Nasdaq skyscraper to survive, owner says
By JACQUIE MCNISH AND KAREN HOWLETT
Thursday, September 13, 2001
The Canadian-owned Wall Street office tower that houses the Nasdaq stock exchange is expected to survive the fallout from the two collapsed World Trade Center towers despite earlier fears that it might collapse.
One Liberty Plaza, a 54-storey skyscraper, is pockmarked with broken windows and fallen debris from the nearby towers, but its owner, Toronto-based Brookfield Properties Corp., said it remains structurally sound.
"The building is sound. Structural engineers have been examining the building all day. It is as solid as ever," said Jack Cockwell, chief executive officer of Brascan Corp., which controls Brookfield. Brookfield's other major Wall Street property, the World Financial Center, also passed a preliminary structural investigation.
The steel-and-glass tower faces the east corner of the devastated World Trade Center. In addition to the Nasdaq exchange, it houses some of the financial world's most prominent brokerage and legal firms. Its flagship tenant is Wall Street power house Goldman Sachs. Other tenants include Scotia Capital Inc., investment arm of the Bank of Nova Scotia, and law firm Clearly Gottlieb Steen & Hamilton.
A spokesman for Brascan said late last night that the biggest damage suffered at One Liberty was the shattering of floors and windows near the bottom of the building.
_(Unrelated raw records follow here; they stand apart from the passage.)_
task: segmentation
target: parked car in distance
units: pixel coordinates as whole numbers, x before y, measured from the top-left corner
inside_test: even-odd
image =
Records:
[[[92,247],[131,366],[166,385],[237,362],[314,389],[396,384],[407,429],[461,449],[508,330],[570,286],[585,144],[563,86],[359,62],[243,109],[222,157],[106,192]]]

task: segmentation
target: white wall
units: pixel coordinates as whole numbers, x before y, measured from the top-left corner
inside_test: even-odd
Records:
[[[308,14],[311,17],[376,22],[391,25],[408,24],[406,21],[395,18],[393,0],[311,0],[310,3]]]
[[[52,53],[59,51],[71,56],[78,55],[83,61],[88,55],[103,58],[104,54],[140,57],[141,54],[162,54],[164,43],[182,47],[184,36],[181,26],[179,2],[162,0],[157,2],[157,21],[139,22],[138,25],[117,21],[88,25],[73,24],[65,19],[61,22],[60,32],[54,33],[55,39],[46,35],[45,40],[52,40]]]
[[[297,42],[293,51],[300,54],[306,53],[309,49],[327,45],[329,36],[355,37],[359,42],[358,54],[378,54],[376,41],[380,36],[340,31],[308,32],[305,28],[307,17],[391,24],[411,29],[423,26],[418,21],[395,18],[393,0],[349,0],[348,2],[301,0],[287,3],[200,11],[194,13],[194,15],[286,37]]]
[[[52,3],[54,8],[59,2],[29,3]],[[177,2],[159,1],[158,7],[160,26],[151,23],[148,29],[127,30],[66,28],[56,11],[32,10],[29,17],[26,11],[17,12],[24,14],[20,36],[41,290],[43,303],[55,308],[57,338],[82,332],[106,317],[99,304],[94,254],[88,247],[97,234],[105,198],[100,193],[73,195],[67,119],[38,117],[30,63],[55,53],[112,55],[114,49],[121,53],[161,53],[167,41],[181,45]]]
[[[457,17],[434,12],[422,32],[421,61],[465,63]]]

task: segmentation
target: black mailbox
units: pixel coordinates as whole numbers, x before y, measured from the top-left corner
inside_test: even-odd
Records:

He said the company doesn't believe any casualties were suffered in the building and it hopes that the tower can be occupied "very quickly," but he could not give a precise estimate. Brookfield said it is fully insured against the damage.
Nasdaq moved to the 29-year-old building only six months ago and Wall Street experts estimate the computerized stock exchange could reopen within days at a backup location.
A company spokesman said New York Governor George Pataki gave Bruce Flatt, Brookfield's chief executive officer, and a team of structural engineers special permission to visit the site and the group spent more than seven hours there.
"Bruce has walked through every floor of the building. He has seen it himself and we are confident it is secure," Mr. Cockwell said.